The aluminum cylinder was placed in the cell before the addition of CO2 and thickener. The pressure was then elevated above the cloud point, resulting in a single-phase solution. The cell was then inverted and the time required for the cylinder to drop a distance of 5 cm was recorded. Each measurement was repeated 10 times. The cylinder reached its terminal velocity within several millimeters of travel.

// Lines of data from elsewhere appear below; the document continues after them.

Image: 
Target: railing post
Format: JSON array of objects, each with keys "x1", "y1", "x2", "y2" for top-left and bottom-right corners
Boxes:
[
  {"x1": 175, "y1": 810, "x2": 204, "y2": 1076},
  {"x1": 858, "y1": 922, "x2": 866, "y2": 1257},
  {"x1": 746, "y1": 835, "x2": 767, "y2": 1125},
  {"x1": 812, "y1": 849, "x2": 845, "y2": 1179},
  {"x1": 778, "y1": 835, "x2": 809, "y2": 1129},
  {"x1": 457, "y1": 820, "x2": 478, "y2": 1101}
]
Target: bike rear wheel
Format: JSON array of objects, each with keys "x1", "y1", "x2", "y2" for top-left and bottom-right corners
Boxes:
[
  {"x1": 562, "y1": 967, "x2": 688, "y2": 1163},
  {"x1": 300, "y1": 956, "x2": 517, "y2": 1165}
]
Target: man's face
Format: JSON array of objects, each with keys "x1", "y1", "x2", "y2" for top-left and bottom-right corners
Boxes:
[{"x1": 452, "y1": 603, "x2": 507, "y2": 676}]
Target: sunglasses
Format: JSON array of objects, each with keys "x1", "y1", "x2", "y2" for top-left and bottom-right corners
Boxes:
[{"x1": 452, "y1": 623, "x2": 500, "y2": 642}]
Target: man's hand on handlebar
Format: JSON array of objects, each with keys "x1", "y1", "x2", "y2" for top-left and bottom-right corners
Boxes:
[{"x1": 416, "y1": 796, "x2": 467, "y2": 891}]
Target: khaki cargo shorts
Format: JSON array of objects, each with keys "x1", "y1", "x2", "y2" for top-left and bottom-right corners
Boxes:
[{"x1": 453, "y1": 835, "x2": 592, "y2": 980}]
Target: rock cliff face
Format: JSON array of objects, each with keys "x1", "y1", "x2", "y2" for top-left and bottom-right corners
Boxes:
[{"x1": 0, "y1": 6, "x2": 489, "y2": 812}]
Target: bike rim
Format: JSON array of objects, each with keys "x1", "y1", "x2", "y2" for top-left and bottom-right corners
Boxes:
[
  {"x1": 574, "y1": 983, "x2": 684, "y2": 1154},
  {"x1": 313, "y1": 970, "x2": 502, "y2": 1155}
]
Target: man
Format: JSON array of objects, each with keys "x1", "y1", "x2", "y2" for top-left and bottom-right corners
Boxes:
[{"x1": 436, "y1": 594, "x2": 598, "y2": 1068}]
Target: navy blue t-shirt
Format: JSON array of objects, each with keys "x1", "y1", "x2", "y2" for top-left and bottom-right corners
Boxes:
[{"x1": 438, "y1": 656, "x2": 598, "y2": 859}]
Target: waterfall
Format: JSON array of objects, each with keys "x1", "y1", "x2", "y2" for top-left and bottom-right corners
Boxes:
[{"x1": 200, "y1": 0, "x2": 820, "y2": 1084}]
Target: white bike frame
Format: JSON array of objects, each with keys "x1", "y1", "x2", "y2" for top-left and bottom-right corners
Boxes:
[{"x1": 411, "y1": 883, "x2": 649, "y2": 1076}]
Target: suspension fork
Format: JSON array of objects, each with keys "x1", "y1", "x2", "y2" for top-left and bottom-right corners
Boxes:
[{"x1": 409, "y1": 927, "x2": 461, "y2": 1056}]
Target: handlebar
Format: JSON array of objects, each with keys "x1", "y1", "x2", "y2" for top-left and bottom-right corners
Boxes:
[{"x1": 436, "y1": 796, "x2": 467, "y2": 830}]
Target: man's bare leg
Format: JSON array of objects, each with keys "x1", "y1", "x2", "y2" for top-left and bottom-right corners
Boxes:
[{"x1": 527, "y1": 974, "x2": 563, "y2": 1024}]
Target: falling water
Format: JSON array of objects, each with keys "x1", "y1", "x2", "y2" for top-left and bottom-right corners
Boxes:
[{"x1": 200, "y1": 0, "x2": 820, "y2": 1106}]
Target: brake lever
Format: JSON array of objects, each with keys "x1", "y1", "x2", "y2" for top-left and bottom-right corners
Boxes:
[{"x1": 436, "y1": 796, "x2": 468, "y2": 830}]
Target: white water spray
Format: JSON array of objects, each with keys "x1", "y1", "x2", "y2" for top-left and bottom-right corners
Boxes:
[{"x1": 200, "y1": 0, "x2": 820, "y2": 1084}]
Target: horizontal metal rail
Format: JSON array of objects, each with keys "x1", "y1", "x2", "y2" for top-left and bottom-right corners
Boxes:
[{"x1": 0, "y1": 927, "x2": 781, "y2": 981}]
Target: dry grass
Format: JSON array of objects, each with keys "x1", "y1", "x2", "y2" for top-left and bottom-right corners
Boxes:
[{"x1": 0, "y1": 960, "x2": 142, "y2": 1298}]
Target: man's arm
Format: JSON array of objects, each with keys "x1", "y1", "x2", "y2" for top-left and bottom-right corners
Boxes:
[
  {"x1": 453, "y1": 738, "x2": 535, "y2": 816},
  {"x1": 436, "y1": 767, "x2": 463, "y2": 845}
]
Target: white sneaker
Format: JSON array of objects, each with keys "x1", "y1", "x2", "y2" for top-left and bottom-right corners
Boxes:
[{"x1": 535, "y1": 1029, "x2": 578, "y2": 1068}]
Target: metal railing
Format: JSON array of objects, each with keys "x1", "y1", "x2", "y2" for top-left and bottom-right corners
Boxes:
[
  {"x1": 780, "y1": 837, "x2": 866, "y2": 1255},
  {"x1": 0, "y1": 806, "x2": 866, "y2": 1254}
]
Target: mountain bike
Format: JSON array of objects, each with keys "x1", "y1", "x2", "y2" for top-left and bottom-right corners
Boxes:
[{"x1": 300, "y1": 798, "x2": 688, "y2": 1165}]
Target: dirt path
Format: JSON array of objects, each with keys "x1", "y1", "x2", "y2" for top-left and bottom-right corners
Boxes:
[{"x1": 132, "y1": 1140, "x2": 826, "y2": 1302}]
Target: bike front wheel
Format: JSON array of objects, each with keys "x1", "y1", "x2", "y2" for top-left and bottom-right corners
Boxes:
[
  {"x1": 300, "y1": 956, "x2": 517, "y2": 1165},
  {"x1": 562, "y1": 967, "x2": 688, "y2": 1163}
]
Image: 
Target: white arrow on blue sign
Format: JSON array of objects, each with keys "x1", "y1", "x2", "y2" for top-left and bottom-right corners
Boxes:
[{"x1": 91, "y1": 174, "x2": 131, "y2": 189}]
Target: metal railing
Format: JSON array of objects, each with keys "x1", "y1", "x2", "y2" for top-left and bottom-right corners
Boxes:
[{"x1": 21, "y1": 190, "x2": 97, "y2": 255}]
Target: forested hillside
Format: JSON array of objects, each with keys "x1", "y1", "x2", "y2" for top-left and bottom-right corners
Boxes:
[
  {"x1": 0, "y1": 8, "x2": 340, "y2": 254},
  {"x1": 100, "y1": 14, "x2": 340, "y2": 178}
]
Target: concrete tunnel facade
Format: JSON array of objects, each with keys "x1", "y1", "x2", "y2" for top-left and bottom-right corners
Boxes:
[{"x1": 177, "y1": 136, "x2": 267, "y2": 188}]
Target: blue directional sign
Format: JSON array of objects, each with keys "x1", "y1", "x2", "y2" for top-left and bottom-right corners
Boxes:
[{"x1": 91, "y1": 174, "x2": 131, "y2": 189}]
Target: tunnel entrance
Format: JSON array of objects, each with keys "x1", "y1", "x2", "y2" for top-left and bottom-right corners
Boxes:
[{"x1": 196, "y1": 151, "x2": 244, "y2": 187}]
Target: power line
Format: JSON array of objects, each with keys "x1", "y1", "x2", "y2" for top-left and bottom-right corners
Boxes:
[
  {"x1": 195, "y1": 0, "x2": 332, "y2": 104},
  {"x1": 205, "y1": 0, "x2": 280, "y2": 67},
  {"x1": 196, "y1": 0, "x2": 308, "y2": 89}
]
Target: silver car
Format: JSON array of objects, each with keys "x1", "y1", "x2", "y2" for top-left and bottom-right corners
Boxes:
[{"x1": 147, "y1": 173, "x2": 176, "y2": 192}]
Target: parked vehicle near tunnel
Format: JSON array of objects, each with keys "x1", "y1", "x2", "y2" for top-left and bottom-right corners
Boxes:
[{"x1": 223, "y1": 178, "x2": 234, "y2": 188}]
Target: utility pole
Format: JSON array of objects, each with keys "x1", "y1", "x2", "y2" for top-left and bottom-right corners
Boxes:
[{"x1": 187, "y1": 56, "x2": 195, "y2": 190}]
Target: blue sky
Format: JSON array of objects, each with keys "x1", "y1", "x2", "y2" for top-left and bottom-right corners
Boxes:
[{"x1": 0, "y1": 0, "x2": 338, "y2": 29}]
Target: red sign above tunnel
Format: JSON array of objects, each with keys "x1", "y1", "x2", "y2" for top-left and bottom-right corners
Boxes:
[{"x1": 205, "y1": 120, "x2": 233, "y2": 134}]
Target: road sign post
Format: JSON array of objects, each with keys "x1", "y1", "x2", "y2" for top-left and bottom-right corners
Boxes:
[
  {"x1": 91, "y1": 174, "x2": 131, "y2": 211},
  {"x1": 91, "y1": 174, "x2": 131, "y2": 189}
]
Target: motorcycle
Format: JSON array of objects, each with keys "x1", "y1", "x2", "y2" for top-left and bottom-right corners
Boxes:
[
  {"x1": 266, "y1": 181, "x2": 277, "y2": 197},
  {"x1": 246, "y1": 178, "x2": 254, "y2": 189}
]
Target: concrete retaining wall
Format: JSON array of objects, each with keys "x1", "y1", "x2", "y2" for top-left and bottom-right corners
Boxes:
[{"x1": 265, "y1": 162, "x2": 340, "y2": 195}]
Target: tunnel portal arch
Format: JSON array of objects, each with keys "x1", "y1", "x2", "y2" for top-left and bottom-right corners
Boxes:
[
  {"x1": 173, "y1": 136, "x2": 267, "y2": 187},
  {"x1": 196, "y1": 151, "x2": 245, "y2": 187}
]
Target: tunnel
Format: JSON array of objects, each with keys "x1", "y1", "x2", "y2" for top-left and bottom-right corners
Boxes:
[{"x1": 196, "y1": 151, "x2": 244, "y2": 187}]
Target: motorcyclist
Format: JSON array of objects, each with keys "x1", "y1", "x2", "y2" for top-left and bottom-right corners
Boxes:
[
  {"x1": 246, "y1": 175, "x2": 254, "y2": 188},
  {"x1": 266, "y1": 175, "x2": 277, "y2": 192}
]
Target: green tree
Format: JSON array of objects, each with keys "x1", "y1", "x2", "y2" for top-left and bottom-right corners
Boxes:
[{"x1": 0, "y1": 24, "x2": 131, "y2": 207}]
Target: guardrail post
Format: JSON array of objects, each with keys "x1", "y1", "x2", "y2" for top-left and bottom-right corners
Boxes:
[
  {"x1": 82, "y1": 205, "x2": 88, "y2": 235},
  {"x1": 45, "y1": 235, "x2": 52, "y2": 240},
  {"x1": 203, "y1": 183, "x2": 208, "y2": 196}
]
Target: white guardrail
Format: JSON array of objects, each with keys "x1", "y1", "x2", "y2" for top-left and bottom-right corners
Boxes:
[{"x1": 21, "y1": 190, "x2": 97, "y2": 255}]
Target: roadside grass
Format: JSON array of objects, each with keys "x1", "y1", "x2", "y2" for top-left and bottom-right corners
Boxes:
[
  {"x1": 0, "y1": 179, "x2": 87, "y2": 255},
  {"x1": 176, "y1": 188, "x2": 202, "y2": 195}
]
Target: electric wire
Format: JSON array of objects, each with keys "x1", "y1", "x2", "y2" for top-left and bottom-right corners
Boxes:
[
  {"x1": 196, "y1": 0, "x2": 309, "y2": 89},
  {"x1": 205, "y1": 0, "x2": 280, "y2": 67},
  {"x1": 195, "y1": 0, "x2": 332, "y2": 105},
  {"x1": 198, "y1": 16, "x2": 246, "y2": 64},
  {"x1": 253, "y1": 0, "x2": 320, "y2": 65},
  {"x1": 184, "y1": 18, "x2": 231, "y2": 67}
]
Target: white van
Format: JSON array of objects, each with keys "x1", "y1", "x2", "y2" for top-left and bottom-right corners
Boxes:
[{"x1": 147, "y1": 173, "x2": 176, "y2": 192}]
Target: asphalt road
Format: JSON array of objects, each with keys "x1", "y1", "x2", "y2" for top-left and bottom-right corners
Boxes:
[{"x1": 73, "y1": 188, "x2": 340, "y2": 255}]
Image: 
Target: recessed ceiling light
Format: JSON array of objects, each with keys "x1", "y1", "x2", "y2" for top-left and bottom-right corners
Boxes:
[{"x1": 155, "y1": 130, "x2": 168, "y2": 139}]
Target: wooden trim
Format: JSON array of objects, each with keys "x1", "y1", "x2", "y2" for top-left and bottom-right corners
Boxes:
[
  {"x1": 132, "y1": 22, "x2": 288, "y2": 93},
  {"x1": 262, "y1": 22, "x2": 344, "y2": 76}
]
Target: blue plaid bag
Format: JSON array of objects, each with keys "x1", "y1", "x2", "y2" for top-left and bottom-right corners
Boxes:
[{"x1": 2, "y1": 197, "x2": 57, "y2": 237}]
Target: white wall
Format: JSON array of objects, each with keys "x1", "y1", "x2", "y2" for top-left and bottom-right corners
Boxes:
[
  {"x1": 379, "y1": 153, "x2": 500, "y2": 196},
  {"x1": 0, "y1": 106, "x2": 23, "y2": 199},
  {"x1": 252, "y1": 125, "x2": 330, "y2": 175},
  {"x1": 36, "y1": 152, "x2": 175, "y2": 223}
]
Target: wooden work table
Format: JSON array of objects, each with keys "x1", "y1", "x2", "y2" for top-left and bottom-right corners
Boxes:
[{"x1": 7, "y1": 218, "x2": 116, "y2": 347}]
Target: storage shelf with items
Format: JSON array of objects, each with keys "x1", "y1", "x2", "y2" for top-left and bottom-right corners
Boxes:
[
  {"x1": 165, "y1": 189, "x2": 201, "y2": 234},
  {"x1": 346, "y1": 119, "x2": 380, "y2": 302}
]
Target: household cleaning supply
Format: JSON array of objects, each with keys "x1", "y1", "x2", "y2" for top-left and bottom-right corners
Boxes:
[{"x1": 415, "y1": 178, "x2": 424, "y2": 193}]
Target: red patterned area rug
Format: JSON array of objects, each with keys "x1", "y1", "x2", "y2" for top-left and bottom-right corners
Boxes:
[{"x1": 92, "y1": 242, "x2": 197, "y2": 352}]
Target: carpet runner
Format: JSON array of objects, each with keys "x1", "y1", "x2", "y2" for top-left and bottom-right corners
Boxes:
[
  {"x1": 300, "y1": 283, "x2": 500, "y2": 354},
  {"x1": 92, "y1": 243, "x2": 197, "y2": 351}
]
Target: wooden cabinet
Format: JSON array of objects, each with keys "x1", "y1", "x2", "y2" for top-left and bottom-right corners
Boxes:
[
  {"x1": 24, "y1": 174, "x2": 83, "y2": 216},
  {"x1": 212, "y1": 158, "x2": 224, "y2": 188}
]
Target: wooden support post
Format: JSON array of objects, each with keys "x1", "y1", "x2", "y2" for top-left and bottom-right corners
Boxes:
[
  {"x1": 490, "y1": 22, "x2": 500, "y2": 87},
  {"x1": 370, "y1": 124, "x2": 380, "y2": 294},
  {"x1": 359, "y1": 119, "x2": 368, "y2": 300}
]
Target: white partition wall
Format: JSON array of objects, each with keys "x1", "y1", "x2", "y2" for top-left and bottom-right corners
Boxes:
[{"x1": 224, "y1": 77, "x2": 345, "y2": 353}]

The resulting ratio of the terminal velocities of the cylinder in solution to those in neat CO2 is approximately equal to the ratio of the viscosities under the assumption that the dilute solution is Newtonian and the change in CO2 density induced by the thickener is small.
Solubility Results
Solubility screening for all compounds was conducted at temperatures of 25, 40, and 60°C. The viscosities of the solutions were evaluated at 1 wt% and 25°C.
In general, all of the aromatic-functionalized molecules were soluble in CO2 with the exception of A1 (for a table detailing these molecules, please see the complete paper). This insolubility of A1 can be attributed to the high concentration of CO2-phobic aromatic in the molecule. More than half of A1’s chain has pendant propylbenzene groups; these are CO2-phobic and diminish solubility.
A5, an outstanding water thickener, required relatively high pressures in order to dissolve because the polyethylene glycol (PEG) tails used to enhance water solubility are only slightly soluble in CO2. The modified versions, A5 and A6, use higher contents of polypropylene glycol (PPG), which is more CO2-philic than PEG. Not surprisingly, the cloud-point pressure (a measure of solubility in CO2) decreases as the PPG content increases. A8 required an elevated softening temperature before any dissolution could be achieved.
The carboxylic-acid-terminated polydimethyl siloxane (PDMS) chains, B1–B6, exhibited very low solubility, if any, in the range of pressures tested. The only acid-functional candidate that showed any promise was B1, which had a much longer CO2-philic chain compared with the rest of the B group. B1 still required elevated temperatures to achieve solvation, presumably because of hydrogen bonding’s temperature-dependent behavior.
Viscosity-Enhancement Results
If the compound was soluble in CO2, the viscosity of the solution was assessed at a concentration of 1 wt% at 25°C. The pressure was maintained at a value of approximately 5,000 psi or 1,000 psi above the cloud-point pressure, whichever was greater, and the mixture was stirred at 2,500 rev/min for 15 minutes in order to ensure that a single-phase solution was attained. None of the tested compounds could increase the viscosity under these conditions.
Future Molecular-Design Principles
The structures of these compounds (and others not shown) are being modified continually in an attempt to realize a CO2 thickener. For example, one can use either low-molecular-weight PPG or PDMS as a CO2-phile. In either case, the molecular weight can be increased to make the thickener more CO2-philic if the nature and number of CO2-phobic groups remain constant. However, if the molecular weight of the PDMS or PPG is increased too much, the thickener will begin to lose CO2 solubility because of entropic effects of the polymer alone. Therefore, there is expected to be an optimal molecular weight of the CO2-phile for each thickener.
This article, written by JPT Technology Editor Chris Carpenter, contains highlights of paper SPE 169039, “Development of Small-Molecule CO2 Thickeners for EOR and Fracturing,” by J.J. Lee, S. Cummings, A. Dhuwe, R.M. Enick, and E.J. Beckman, University of Pittsburgh, and R. Perry, M. Doherty, and M. O’Brien, General Electric Global Research, prepared for the 2014 SPE Improved Oil Recovery Symposium, Tulsa, 12–16 April. The paper has not been peer reviewed.